This is a slightly different take on the discussion of Design Concept #1. I think there is nothing that actually conflict between these, and I intend to work this into a more complete and whole design.
Framework for Data Collection Control Software
This is a draft design specification for software for the control and collection of experimental data at synchrotrons. The initial scope of the project is to replace data collection software for x-ray spectroscopy and microprobe beamlines at the APS and other North American synchrotrons, but there are also desires to provide a solution more general to other x-ray techniques and to facilitate better workflow to data visualization and analysis methods. This second desire for a more comprehensive solution includes needs both at the beamline and for later, more detailed analysis. This paper describes the motivation for one such approach, and discusses some of the design criteria and proposed implementation.

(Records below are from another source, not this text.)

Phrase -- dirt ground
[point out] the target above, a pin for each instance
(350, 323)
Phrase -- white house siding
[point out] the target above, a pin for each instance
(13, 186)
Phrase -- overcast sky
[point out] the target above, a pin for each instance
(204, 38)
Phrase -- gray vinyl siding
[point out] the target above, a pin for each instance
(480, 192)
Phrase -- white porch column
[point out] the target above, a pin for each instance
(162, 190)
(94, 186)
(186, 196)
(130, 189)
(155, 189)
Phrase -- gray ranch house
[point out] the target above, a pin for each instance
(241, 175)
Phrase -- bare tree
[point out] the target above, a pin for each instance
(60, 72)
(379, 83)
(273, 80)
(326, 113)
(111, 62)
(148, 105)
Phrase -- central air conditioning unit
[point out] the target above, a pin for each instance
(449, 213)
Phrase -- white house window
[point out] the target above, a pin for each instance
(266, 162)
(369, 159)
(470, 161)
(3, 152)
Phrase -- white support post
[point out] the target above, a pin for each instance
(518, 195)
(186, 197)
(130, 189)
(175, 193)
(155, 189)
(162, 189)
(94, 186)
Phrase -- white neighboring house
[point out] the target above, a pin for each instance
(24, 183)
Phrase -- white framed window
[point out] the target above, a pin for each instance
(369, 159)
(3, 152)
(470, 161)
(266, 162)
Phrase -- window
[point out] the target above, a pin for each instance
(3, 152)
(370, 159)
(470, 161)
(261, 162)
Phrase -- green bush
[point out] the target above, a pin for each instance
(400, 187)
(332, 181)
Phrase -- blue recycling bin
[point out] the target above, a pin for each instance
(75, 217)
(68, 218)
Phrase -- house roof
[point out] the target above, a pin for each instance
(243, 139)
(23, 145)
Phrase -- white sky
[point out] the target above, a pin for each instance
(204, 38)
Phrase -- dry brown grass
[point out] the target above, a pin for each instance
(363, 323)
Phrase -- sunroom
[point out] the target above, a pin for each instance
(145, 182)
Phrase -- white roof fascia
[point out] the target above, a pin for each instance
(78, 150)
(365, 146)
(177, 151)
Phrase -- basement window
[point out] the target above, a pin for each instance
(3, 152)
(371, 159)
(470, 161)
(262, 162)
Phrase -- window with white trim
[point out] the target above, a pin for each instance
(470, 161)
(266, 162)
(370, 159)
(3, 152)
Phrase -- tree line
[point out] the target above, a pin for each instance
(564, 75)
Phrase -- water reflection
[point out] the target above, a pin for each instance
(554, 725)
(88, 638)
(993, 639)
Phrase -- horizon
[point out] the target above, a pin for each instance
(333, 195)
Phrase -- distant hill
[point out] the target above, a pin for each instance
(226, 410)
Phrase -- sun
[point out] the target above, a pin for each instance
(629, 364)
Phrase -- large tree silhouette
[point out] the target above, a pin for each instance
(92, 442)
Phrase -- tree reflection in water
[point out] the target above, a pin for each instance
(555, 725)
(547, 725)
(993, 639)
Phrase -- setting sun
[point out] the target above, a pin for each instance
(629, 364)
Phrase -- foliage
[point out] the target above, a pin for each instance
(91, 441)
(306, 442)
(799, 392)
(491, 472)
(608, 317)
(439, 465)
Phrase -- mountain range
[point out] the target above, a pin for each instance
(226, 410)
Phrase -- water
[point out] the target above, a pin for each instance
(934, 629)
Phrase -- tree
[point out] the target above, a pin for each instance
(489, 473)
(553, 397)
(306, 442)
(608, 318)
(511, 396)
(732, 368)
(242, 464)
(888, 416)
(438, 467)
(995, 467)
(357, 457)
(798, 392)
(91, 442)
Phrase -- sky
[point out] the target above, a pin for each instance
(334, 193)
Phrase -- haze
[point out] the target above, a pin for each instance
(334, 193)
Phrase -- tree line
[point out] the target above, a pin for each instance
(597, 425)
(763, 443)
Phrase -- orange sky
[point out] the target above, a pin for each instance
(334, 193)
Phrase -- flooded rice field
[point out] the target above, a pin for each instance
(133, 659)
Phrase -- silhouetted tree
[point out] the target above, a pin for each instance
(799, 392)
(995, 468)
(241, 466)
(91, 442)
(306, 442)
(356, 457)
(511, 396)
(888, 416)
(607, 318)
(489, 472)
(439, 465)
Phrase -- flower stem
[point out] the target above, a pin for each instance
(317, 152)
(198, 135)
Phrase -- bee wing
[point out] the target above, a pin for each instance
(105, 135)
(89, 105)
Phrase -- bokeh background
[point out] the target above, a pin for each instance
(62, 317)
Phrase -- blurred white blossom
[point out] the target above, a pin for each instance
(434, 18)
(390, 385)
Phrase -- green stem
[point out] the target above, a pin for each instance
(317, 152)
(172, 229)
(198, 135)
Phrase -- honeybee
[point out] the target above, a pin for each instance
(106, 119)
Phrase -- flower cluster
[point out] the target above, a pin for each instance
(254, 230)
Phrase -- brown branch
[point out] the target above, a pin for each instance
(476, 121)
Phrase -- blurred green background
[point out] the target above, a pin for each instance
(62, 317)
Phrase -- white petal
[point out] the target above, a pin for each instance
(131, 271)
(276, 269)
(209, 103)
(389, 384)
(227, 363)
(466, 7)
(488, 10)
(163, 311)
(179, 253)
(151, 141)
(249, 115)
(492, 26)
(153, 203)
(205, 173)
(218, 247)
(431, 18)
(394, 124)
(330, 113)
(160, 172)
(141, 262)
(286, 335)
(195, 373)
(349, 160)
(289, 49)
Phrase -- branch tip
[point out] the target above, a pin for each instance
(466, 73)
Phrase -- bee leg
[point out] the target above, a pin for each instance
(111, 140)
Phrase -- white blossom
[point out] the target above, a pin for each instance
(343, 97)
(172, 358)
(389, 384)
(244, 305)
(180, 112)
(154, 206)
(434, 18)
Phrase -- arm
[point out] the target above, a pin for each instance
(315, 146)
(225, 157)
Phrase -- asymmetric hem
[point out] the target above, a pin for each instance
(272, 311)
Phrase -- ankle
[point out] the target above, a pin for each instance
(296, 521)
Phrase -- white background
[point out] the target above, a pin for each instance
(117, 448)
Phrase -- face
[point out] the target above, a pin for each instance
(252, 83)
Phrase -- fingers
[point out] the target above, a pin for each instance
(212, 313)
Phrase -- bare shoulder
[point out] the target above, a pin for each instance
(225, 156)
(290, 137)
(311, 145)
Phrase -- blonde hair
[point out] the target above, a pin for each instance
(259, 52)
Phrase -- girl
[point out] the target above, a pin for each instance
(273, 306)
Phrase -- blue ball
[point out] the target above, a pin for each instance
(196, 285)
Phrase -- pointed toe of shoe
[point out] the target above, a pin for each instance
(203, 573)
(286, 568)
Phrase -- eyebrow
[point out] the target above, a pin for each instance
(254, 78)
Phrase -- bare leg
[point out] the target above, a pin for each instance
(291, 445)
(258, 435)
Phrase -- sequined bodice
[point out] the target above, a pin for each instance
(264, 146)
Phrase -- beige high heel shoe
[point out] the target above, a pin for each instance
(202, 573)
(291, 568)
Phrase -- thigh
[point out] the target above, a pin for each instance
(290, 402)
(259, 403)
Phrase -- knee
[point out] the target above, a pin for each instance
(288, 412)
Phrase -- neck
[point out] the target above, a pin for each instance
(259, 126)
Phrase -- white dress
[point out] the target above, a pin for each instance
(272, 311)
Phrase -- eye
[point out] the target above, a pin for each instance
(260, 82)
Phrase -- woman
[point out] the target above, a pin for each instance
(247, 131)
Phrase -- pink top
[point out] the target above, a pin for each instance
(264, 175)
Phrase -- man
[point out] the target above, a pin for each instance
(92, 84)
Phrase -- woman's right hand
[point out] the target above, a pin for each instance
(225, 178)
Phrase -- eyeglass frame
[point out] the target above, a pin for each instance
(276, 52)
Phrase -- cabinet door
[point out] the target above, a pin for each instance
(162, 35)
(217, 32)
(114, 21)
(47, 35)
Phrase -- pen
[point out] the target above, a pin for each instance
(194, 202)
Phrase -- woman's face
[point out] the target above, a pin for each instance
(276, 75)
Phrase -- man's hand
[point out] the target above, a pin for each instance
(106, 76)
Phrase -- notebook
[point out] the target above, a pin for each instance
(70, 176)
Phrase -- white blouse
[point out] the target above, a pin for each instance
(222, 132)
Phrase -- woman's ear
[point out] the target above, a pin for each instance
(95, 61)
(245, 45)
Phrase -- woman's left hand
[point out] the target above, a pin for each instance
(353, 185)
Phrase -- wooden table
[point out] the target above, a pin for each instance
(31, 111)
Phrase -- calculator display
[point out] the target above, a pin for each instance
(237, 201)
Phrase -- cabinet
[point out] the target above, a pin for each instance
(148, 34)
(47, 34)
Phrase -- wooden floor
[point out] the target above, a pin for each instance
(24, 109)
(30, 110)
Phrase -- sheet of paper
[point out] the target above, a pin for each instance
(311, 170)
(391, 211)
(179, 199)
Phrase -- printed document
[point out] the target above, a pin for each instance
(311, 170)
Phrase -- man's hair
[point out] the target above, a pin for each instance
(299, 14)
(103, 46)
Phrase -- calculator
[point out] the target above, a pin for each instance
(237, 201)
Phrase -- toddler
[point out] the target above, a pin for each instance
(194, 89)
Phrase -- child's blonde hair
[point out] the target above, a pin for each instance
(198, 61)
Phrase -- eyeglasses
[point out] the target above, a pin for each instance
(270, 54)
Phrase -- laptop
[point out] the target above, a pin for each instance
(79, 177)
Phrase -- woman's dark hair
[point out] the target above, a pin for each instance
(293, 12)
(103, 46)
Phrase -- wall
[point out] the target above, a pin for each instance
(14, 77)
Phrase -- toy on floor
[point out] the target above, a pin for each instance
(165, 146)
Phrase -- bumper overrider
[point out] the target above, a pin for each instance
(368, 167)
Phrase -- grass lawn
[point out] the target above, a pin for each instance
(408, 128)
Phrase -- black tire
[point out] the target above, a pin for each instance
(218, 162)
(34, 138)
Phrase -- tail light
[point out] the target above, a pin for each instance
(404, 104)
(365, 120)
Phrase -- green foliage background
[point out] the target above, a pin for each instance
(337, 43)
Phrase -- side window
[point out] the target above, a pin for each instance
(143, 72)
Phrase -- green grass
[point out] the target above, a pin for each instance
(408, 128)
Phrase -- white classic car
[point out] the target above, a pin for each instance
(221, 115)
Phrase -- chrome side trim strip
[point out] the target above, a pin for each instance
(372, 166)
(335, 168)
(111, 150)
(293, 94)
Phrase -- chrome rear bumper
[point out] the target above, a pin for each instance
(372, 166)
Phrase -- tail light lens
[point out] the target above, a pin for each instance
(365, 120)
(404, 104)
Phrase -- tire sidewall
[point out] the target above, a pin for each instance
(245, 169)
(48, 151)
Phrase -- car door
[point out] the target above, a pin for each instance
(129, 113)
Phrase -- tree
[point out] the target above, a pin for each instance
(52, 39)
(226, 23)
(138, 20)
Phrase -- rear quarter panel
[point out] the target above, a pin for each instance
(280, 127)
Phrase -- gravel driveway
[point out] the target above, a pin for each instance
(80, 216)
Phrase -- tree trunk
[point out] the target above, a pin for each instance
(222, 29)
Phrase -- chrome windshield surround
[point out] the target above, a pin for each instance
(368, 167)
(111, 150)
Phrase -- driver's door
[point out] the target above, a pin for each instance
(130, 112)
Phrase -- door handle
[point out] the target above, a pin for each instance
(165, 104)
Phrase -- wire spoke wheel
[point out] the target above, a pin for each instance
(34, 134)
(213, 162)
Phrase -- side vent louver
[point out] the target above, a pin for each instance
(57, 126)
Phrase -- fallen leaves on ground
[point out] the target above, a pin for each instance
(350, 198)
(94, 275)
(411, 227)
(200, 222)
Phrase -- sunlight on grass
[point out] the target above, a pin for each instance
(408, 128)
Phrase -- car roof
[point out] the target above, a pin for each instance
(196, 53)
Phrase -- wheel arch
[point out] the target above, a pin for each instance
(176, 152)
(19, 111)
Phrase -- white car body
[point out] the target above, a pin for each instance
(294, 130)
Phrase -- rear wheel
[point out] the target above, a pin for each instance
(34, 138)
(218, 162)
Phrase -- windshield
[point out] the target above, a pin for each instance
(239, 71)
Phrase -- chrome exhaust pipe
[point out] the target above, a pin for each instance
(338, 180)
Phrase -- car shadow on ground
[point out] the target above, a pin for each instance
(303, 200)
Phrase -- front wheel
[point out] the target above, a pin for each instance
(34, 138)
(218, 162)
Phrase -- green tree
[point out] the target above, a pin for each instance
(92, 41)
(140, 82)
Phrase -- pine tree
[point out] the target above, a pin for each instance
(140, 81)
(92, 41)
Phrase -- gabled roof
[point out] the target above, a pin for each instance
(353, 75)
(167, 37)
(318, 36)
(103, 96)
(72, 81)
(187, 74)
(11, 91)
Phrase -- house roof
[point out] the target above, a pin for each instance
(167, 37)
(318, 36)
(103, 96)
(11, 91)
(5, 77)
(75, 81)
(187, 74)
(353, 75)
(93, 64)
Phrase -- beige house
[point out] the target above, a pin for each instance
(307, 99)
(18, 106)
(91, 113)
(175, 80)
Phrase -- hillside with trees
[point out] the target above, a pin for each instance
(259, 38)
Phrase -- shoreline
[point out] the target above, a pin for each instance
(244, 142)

To limit the scope of this paper somewhat, the discussion here is focused on "end user data collection" program(s), and not so much on hardware, hardware interfaces, or lower-level control systems. It is assumed throughout this paper that the EPICS control system can be used as an underlying control system. While EPICS is not used universally it is common at synchrotrons, and so provides a good starting point as a discussion of hardware interfaces. The stategies and solutions proposed here are not meant to be EPICS-specific, and it should become clear that using other systems should be possible.
Background and Motivation
There is a need for robust, easy to use software to control experiments at synchrotrons. There are currently many solutions, most of them home-built and specific to a particular beamline or facility. This is particularly true for EXAFS, x-ray spectroscopy, and x-ray microprobe beamlines. At the APS, for example, there is very nearly one control program in use per EXAFS and microprobe beamline. At other sources the beamlines may have a more uniform interface, but there is not uniformity across facilities.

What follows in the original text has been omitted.